Jersey Court Rules That Trust Assets Cannot Necessarily Be Included In A Divorce Settlement
A court in Jersey has decided that a divorced husband or wife does not necessarily have the right to plunder their former spouse's riches if they are banked offshore. The island's Royal Court rejected an order by the High Court in London that a millionaire Indian jeweller must hand over a share of his assets, held offshore in the Channel Island in a trust previously shared with his ex-wife.
The decision means that estranged spouses could in future be blocked by their ex-partners from claiming wealth held in the crown dependencies and British territories and dependencies in the Caribbean.

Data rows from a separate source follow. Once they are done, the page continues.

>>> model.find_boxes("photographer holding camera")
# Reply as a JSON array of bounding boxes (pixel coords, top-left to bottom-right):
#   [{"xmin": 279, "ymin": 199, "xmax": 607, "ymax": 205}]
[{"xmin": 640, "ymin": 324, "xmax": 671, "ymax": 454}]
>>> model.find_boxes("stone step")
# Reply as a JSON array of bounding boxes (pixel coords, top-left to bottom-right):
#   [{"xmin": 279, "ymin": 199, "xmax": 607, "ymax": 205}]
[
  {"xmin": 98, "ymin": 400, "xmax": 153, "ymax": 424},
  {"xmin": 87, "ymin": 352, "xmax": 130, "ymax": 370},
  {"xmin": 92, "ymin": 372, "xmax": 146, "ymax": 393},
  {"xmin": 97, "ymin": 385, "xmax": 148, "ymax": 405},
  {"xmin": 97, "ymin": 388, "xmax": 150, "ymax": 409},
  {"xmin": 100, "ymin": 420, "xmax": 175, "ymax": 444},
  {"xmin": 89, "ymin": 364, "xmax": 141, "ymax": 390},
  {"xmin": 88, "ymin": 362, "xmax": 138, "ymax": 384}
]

Divorce law experts believe it will now encourage the wealthy increasingly to shift savings and large parts of their wealth to offshore accounts, shortly before or after they marry.
The move could also persuade other British territories and dependencies, such as some Caribbean islands and the Isle of Man, to follow suit, in an attempt to attract lucrative investment.

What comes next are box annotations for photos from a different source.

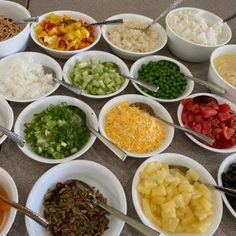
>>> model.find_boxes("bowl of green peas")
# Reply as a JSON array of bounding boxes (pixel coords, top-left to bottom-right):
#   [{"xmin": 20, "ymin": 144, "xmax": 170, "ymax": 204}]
[{"xmin": 130, "ymin": 55, "xmax": 194, "ymax": 102}]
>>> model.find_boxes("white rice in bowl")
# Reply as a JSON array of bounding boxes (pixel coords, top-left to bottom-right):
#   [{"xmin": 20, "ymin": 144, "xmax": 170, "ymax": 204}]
[
  {"xmin": 0, "ymin": 55, "xmax": 55, "ymax": 100},
  {"xmin": 107, "ymin": 20, "xmax": 160, "ymax": 52}
]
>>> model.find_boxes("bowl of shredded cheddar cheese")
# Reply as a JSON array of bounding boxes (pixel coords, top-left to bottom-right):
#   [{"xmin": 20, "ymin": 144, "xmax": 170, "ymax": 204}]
[{"xmin": 99, "ymin": 94, "xmax": 174, "ymax": 158}]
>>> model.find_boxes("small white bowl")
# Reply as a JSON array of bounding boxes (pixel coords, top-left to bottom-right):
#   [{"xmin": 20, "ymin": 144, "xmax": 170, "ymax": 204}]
[
  {"xmin": 208, "ymin": 44, "xmax": 236, "ymax": 103},
  {"xmin": 14, "ymin": 96, "xmax": 98, "ymax": 164},
  {"xmin": 130, "ymin": 55, "xmax": 194, "ymax": 102},
  {"xmin": 177, "ymin": 93, "xmax": 236, "ymax": 153},
  {"xmin": 165, "ymin": 7, "xmax": 232, "ymax": 62},
  {"xmin": 0, "ymin": 52, "xmax": 62, "ymax": 103},
  {"xmin": 0, "ymin": 167, "xmax": 18, "ymax": 236},
  {"xmin": 30, "ymin": 11, "xmax": 101, "ymax": 59},
  {"xmin": 98, "ymin": 94, "xmax": 174, "ymax": 158},
  {"xmin": 0, "ymin": 1, "xmax": 31, "ymax": 58},
  {"xmin": 132, "ymin": 153, "xmax": 223, "ymax": 236},
  {"xmin": 25, "ymin": 160, "xmax": 127, "ymax": 236},
  {"xmin": 217, "ymin": 153, "xmax": 236, "ymax": 218},
  {"xmin": 63, "ymin": 51, "xmax": 129, "ymax": 98},
  {"xmin": 0, "ymin": 96, "xmax": 14, "ymax": 144},
  {"xmin": 217, "ymin": 153, "xmax": 236, "ymax": 218},
  {"xmin": 102, "ymin": 13, "xmax": 167, "ymax": 61}
]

The Jersey ruling was made in the case of Mubarak v Mubarik, a long-running dispute over the wealth of Iqbal Mubarik, who owns the Dianoor jewellery chain, which has a shop on London's New Bond Street.
Mr. Mubarik was last year ordered by the High Court to give his wife Aaliya money from a trust in Jersey thought to be worth about £18 million. Shortly before their divorce, Mr. Mubarik removed his wife as a trustee.
However, the Jersey Royal Court found that under the trust's own rules, Mr. Mubarik was not legally entitled to pay his wife money from it - and refused to force him to do so.